В имперском дворце, по всему периметру внешнего двора, стояли на страже, обнажив мечи, телохранители и солдаты. Но люди Божьи могли спокойно проходить меж ними в самые дальние уголки дворца. На обеде иные из них возлежали на том же диване, что и император, другие отдыхали на подушках по обе стороны от него. Так что же это – и впрямь Царствие Христово? Или это не реальность, а дивный сон?

Епископа Пафнутия из Египта, ослепленного на один глаз при Диоклетиане, император почтил особо – и в знак дружбы между империей и Церковью поцеловал его в щеку со стороны слепого глаза.

Впрочем, после Никеи Константин, а вслед за ним и его преемники снова и снова то запрещали кого-либо из духовенства в служении, то отправляли в изгнание. Учение Церкви слишком часто зависело от того, к кому благоволил император. Двор всегда заполняли представители той или иной партии христиан. И в итоге имперская власть непрестанно запрещала епископов в служении и почти так же часто возвращала их обратно, когда некая новая группа церковных советников брала верх во дворце.

Жизнь Афанасия Великого – ярчайший пример того, как имперская власть обрела реальный контроль в Церкви. Афанасий, секретарь Александра, епископа Александрийского, вполне мог быть на Соборе – и если так, то мог и притязать на то, что внес свой вклад в формулировку Никейского Символа веры, как его главный защитник.
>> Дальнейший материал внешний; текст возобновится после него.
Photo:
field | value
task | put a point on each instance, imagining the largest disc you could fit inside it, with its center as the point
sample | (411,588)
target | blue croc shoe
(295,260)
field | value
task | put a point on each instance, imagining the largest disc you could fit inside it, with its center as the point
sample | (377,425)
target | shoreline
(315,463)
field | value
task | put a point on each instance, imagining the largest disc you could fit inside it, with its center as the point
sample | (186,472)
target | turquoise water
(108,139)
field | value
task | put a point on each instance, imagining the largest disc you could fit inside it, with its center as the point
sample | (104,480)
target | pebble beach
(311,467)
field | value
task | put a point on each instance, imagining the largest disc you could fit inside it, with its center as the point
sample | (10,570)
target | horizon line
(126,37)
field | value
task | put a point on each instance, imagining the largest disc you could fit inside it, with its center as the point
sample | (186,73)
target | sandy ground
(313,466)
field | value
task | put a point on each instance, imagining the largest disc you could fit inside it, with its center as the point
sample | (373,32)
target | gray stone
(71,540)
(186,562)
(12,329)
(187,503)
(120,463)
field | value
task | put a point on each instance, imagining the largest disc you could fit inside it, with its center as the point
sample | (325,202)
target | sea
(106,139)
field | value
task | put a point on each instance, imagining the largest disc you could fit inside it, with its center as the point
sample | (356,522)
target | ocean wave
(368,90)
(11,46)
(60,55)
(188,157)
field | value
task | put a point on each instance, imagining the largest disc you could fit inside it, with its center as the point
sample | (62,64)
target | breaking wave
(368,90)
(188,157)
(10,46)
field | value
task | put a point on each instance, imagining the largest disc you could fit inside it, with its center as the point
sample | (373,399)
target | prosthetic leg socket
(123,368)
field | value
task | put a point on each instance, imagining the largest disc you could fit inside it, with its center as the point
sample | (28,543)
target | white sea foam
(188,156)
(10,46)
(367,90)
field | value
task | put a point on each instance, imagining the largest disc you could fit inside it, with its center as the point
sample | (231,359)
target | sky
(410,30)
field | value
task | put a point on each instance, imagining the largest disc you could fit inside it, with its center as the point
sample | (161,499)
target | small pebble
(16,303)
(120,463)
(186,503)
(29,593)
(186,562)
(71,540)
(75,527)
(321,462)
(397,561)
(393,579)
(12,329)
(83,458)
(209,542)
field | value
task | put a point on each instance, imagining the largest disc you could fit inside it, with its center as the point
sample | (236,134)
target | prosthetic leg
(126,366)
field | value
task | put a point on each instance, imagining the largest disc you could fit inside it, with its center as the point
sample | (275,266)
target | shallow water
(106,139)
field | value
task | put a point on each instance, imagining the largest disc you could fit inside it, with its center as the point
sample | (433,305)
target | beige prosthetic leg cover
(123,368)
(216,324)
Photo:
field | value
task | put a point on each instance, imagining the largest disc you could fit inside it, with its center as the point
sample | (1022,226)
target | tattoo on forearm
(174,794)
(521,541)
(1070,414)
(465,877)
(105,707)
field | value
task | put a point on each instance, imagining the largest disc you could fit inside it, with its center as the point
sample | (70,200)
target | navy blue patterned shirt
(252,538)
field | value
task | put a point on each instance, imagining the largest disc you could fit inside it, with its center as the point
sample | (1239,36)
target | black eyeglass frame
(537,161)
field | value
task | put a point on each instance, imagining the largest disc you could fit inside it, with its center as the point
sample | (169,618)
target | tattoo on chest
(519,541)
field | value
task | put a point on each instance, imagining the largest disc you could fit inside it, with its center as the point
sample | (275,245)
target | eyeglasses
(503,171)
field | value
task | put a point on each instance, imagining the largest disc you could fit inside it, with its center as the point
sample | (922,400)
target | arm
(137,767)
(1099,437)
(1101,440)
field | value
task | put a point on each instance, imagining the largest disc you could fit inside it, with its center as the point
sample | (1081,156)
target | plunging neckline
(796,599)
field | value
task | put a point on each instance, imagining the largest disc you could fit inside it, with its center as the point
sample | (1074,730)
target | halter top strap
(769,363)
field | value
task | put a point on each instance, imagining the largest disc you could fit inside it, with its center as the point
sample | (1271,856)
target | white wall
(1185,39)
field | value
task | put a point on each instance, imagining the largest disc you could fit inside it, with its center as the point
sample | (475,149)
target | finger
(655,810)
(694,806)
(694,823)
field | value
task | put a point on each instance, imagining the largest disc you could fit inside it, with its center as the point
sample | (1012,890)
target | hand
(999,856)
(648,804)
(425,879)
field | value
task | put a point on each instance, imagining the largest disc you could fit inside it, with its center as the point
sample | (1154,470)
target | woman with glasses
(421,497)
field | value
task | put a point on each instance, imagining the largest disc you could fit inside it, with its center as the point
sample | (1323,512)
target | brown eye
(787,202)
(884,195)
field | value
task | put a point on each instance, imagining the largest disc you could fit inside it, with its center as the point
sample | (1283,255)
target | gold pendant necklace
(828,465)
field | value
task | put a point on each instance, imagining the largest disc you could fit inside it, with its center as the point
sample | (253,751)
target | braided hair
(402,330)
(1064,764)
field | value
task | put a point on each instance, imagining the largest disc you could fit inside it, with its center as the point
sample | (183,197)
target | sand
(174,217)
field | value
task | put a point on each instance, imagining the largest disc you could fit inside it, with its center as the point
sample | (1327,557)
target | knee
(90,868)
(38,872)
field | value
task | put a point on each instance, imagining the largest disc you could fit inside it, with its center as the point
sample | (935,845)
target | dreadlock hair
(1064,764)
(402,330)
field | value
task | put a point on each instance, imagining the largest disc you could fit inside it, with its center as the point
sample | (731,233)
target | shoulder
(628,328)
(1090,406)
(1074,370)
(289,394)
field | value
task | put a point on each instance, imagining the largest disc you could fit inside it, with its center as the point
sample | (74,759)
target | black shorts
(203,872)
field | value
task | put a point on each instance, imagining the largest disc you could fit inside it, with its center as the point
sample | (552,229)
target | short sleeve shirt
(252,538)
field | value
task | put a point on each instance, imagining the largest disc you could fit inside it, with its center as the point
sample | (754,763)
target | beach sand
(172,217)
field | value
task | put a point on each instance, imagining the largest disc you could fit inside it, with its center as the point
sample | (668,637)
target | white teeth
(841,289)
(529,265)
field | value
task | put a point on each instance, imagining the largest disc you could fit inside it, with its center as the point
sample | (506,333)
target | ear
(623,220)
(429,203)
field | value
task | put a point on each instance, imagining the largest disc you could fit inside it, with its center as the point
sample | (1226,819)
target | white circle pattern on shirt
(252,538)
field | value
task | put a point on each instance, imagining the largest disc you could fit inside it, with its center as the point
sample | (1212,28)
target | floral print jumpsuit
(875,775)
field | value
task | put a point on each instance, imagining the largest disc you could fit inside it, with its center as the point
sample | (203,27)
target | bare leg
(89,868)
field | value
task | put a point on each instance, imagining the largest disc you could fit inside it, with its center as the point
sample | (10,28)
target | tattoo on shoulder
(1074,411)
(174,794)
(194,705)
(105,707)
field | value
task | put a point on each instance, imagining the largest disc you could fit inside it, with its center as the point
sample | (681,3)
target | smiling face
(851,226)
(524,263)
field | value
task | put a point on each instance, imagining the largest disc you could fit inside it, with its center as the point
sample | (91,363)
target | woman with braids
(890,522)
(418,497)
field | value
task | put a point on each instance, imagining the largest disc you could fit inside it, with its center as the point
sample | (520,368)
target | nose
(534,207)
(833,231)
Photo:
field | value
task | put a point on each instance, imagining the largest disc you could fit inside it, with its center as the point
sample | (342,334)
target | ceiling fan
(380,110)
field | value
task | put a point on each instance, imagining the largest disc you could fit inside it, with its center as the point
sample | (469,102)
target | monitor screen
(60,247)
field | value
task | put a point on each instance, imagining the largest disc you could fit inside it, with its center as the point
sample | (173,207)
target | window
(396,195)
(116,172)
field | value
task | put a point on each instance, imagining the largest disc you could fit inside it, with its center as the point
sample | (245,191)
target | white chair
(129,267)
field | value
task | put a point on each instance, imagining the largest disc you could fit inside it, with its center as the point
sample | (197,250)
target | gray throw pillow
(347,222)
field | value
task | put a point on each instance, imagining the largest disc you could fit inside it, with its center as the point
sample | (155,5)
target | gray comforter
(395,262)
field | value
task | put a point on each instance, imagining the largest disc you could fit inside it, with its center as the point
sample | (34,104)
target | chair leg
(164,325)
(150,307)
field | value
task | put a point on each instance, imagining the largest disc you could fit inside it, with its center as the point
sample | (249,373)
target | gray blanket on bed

Вскоре, в возрасте тридцати трех лет, он сменил почившего Александра на посту епископа. Впрочем, в последующие полвека никто не мог предсказать, кто победит в схватке с арианством. За эти десятилетия Афанасия отправляли в ссылку не менее пяти раз, и каждое изгнание и возвращение в Александрию являло собой либо смену императоров, либо перемену в составе дворцовой церковной клики, шептавшей императору на ухо. Временами Афанасий совершенно утрачивал доверие императора, и тогда ему казалось, будто его оставили все сторонники. В один такой час он провозгласил свой знаменитый вызов: Афанасий против мира. Да, он бы мог выйти один против всей империи.

В эти пятьдесят лет непрестанно шли споры об арианстве. Почти сразу по завершении Никейского Собора умеренная группа, иногда называемая полуарианами, откололась от строгих ариан и попыталась дать новое толкование формулировке единосущный. Они выражали отношение Слова Божьего к Богу Отцу термином homoios, «подобный». И возникли две «партии». Одна, которую возглавлял Афанасий, настаивала на слове homoousios, ибо ее приверженцы верили в то, что Слово (Христос) было «одинаковой» природы с Отцом. Если Христос не был совершенным Богом, говорили они, значит, он не мог в полной мере спасти нас. Другая «партия», полуариане, выступали за слово homoiousios, считая, что Слово было «подобно» Богу Отцу. Эдвард Гиббон в своей достопамятной «Истории упадка Римской империи» с усмешкой писал о том, что в этой борьбе христиане бились друг с другом за дифтонг. Да, это и правда был дифтонг. Но этот дифтонг имел колоссальное значение.